Telefonumun titremesiyle başımı koyduğum camdan kafamı çektim ve elimi cebime attım. Bir yandan da sessizce dinlediğim şarkının sözlerini söylüyordum.
Agalar
Hange: Lan ödevi yaptınız mı?
Mikasa: Evet
Eren: Hasiktir ben evde unuttum
Mikasa: Sana elli kere mesaj attım Eren. Nasıl unuttun?
Jean: Ben yaptım ehe
Connie: Ödev mi vardı?
Ben de yaptım. Ağla keltoş
Connie: Ulan ne olursun gösterin kurbanınız olayım.
Sasha: Lan ne ödevi
Erwin: Olmaz herkes kendisi yapacak. Hem hoca anlar senin yapmadığını.

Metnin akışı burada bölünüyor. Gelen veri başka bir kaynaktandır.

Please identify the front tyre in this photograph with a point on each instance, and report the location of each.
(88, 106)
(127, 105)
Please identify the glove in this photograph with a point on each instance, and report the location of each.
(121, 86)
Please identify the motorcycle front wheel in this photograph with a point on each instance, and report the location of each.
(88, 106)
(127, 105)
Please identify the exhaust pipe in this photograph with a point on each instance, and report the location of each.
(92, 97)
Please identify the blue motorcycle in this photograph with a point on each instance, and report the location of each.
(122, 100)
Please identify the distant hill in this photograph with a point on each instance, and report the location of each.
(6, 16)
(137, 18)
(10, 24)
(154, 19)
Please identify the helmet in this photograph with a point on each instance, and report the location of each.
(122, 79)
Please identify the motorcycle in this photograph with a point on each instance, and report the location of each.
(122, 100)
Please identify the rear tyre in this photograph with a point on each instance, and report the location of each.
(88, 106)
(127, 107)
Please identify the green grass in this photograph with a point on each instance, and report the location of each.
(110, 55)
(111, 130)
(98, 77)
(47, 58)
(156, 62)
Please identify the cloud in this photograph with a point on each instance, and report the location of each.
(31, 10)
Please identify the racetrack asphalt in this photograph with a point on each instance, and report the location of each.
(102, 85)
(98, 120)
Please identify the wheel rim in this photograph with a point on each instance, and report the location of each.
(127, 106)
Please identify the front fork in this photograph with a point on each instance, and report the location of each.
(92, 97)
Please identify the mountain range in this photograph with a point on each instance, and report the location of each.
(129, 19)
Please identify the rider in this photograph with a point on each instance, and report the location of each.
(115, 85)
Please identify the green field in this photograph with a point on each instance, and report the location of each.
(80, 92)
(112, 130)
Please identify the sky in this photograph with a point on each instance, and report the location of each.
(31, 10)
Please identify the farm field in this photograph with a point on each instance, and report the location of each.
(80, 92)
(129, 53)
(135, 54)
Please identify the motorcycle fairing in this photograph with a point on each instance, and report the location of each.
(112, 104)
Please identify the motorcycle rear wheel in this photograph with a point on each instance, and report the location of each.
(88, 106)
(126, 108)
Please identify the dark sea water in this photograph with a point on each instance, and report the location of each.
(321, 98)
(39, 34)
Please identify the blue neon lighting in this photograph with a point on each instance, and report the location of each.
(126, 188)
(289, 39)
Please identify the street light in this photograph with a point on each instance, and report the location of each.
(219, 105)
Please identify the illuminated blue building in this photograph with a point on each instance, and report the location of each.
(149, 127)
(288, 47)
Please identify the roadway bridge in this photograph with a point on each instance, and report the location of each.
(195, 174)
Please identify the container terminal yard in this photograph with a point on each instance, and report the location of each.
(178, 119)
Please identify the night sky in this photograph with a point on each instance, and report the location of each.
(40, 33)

Connie: Ya anlamaz nereden anlayacak aq
Ymir: Senin gibi malın ödev yapmayacağını anlar hemen amq
Historia: Ben sana ödevimi veririm Connie.
Ymir: Ah altın kalpli Historia'm! Ödevlerin kontrolünden sonra evlen benimle!

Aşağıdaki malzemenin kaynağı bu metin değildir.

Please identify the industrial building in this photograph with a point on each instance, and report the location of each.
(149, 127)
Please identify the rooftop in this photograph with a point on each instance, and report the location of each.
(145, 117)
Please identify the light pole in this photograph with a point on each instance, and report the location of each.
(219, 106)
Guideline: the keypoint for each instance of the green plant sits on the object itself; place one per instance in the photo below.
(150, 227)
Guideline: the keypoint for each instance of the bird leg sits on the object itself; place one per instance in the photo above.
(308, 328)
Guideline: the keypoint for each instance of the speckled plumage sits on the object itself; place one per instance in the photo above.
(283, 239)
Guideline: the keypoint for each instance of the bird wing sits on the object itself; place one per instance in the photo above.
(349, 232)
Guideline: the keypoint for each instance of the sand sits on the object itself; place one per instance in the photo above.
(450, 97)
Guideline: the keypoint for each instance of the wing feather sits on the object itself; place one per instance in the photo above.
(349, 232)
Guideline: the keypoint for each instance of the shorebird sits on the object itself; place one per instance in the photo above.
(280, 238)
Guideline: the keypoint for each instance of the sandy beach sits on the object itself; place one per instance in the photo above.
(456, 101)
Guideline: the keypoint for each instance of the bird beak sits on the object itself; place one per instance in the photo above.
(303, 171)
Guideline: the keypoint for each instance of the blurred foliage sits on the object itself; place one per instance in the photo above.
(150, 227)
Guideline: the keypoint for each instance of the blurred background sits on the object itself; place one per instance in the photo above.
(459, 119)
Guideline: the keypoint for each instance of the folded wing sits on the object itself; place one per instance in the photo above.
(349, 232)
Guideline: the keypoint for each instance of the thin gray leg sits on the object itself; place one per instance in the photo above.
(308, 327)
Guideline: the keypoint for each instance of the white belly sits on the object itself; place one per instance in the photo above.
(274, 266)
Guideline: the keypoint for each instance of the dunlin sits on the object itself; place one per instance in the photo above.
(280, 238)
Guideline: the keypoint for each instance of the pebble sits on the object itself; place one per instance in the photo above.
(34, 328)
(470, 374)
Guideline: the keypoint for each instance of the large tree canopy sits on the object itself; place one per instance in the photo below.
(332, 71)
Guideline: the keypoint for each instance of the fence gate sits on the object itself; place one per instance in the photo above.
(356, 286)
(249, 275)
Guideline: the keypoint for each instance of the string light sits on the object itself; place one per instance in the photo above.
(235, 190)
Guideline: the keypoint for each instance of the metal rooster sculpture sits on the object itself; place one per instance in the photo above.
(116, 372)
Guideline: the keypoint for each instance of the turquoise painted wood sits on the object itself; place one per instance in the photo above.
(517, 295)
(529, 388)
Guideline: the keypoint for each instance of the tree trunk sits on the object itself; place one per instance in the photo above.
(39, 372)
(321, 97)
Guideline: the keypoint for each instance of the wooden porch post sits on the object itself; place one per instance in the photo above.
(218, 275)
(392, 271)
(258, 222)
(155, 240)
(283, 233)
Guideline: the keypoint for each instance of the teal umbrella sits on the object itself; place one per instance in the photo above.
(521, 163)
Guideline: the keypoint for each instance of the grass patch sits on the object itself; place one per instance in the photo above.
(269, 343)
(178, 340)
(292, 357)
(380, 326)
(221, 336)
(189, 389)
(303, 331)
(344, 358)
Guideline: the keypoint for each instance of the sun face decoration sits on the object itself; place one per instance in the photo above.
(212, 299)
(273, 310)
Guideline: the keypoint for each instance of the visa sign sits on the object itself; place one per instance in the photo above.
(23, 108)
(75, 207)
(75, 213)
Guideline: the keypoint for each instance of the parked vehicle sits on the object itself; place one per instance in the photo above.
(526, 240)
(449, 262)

Reiner: Bu arada ben zırhlı dev bu da muazzam dev @bertotlotlotlo
Berturtle: ne diyon aq
Sırıtıp telefonu kapattım ve cebime koydum. Okula neredeyse varmak üzereydim. Üstüme çeki düzen verdikten sonra kenara koyduğum çantamı taktım ve oturduğum yerden kalkıp düğmeye bastım.

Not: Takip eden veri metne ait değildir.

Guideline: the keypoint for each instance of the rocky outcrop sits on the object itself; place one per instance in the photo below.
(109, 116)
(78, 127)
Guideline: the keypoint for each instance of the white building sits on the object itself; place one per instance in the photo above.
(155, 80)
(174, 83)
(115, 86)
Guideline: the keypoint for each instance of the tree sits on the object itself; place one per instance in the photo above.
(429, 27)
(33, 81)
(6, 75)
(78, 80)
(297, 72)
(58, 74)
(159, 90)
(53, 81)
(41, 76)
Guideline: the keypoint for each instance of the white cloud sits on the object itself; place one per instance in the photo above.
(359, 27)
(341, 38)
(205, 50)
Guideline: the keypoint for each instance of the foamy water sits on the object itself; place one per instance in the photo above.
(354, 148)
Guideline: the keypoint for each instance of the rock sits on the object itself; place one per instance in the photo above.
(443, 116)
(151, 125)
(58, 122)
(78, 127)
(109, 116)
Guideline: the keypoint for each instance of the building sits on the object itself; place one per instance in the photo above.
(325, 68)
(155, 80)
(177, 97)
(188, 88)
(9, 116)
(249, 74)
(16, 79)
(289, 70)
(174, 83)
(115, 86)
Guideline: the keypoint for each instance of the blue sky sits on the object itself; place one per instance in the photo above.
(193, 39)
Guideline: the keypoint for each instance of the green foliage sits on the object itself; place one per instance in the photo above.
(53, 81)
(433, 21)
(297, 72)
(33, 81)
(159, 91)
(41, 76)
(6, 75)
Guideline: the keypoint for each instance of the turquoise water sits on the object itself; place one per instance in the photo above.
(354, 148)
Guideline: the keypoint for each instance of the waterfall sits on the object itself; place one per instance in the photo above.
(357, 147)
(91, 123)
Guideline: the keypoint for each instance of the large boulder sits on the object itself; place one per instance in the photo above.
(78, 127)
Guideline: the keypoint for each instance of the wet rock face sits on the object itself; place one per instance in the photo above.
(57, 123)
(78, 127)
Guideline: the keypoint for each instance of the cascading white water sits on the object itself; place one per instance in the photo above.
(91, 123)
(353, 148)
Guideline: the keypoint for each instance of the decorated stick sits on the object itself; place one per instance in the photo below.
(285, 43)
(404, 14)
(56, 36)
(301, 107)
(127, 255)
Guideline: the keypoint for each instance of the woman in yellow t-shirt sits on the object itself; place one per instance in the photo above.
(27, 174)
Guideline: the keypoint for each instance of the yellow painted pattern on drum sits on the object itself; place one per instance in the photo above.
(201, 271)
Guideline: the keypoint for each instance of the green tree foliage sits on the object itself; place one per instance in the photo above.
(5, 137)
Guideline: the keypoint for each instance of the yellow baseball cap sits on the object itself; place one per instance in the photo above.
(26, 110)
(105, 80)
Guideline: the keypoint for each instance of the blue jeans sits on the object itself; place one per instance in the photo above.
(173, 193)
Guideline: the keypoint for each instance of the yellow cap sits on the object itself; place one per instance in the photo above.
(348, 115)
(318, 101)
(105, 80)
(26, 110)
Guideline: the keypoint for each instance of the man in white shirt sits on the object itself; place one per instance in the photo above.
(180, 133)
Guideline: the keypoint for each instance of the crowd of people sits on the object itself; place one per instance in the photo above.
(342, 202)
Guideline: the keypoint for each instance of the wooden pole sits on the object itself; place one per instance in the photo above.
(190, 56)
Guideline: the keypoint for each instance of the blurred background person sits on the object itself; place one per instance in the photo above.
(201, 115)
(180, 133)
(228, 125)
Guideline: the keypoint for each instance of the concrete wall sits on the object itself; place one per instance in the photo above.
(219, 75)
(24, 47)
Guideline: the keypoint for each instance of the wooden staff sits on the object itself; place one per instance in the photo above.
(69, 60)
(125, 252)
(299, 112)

Otobüsten inip okula doğru hafif tempolu adımlar atmaya başladım. Bugün sebepsiz içimde bir neşe vardı. Öylece yürürken birden birisi koluma dokununca o tarafa döndüm. Armin'in sarı saçlarını görmemle kulaklığı çıkardım ve gülümsedim.
"Günaydın Y/N." dedi neşeyle yanımda yürürken.
"Günaydın Armin."
"Ödevi yaptın mı? Bay Shadis dün üç kere tekrarladı bu ödevi. Unuttuysan hemen ilk derste yapalım."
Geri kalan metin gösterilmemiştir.